Extending parental leave to 18 months is not the solution
Parents are swooning over the possibility of a parental leave increase from 12 months to 18 months, but what many don’t realize is that a longer leave does not equate to more money from the government.
Currently, new parents that fit the requirements are eligible to receive up to a maximum of $537 per week through EI benefits – 55 per cent of their regular salary, capped at just over $51,000 per year.
This means that parents who are earning more than the salary cap are receiving significantly less than 50 per cent of their salary, and low-earning parents are receiving only a fraction of that weekly amount to support their families during their first year of parenthood.
With an 18-month leave period, those same numbers would be stretched over a longer period of time, resulting in even lower weekly amounts.
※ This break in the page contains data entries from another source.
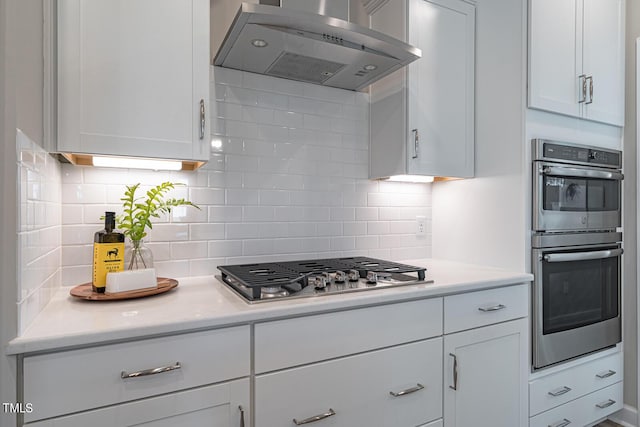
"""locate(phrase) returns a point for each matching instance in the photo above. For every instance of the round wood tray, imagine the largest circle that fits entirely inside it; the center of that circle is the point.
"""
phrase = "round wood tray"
(84, 291)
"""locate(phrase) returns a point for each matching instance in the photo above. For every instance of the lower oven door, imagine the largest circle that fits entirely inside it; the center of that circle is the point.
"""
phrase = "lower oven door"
(576, 301)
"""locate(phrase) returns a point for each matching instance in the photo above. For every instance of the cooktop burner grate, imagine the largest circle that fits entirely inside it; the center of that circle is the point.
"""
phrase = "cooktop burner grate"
(249, 279)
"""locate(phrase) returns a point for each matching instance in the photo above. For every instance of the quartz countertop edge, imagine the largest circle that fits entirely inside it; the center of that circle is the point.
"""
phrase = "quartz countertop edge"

When comparing those numbers to the current cost of living in Vancouver, it’s no surprise that many households are also putting a cap on the size of their families, or opting not to have children at all.
As a mom of three, I’ve experienced many facets of BC’s parental leave benefits over the years. I’ve received less than the allowable amount through EI and suffered the consequences of increased financial responsibilities with decreased resources to cover the costs.
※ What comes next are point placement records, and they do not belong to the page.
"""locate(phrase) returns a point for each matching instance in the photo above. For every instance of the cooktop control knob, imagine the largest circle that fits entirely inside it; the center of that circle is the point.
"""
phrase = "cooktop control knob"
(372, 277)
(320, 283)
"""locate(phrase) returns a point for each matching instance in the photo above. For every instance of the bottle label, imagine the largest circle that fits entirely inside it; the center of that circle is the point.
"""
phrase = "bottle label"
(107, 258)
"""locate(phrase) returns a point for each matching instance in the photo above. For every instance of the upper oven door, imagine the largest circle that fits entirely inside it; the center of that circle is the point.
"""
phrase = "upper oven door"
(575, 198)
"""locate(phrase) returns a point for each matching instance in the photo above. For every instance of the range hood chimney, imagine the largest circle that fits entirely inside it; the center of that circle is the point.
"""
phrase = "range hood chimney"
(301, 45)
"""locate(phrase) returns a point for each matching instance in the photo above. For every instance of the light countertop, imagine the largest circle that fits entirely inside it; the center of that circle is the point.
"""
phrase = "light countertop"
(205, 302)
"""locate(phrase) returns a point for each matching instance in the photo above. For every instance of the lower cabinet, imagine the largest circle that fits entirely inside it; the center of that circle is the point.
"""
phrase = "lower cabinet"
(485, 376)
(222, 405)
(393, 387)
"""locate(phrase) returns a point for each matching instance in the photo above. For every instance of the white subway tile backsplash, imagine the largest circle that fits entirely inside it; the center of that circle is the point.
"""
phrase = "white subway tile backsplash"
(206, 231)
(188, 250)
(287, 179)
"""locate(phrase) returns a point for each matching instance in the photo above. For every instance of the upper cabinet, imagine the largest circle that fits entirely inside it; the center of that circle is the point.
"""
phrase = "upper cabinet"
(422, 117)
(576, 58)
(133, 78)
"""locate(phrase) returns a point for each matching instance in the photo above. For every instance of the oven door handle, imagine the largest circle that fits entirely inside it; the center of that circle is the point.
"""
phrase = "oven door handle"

I’ve enjoyed the benefits of working for an employer with a top-up program offering close to 80 per cent of my annual income for a good portion of my leave, and I’ve been faced with the challenges of restrictive parental leave benefits as a self-employed mom, forced to choose between continuing to work throughout my year of leave with no financial support from the government in order to keep my foot in the door with clients, or to collect my allowable support with the caveat that any income earned during my period of leave must be paid back dollar to dollar, with a maximum allowable earning amount of just $50 a week (or 25 per cent of my allotted weekly benefit), essentially working for pennies to keep my business afloat.
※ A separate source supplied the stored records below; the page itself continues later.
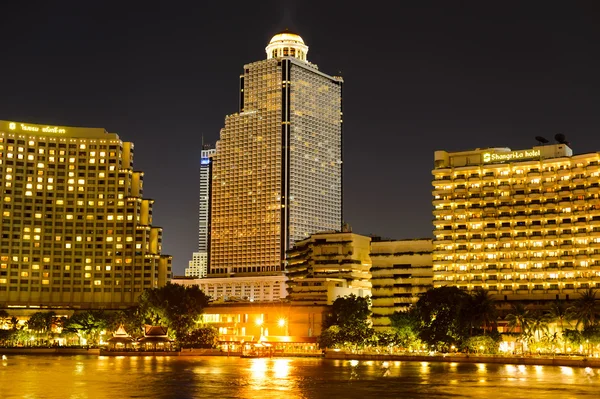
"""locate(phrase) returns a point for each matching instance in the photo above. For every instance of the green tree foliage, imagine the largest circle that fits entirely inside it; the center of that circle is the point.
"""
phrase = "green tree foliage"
(88, 325)
(481, 311)
(585, 309)
(131, 319)
(348, 324)
(406, 325)
(205, 337)
(175, 306)
(443, 317)
(482, 344)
Families today are lucky to make it through the financial rut that comes with taking the full leave, many forced to return to work early due to the high cost of living.
What we need is an overhaul of the system - to remove parental leave benefits from the employment insurance system and create a new federal program that ensures that all parents qualify for leave benefits - regardless of gender, income, or employment status - benefits that most working parents have been paying to receive for most of their careers.
We need to normalize the process of considering flexible work schedules for employees - it shouldn’t have to be all or nothing for working parents, and we need improved incentives for employers to top up leave benefits - especially for low-earning employees who don’t meet the maximum allowable amount granted by government.
Fertility rates in Canada are on a steady decline and our country is populated with more seniors that kids for the first time ever. We need to invest in our future. What we need is more support, not more time.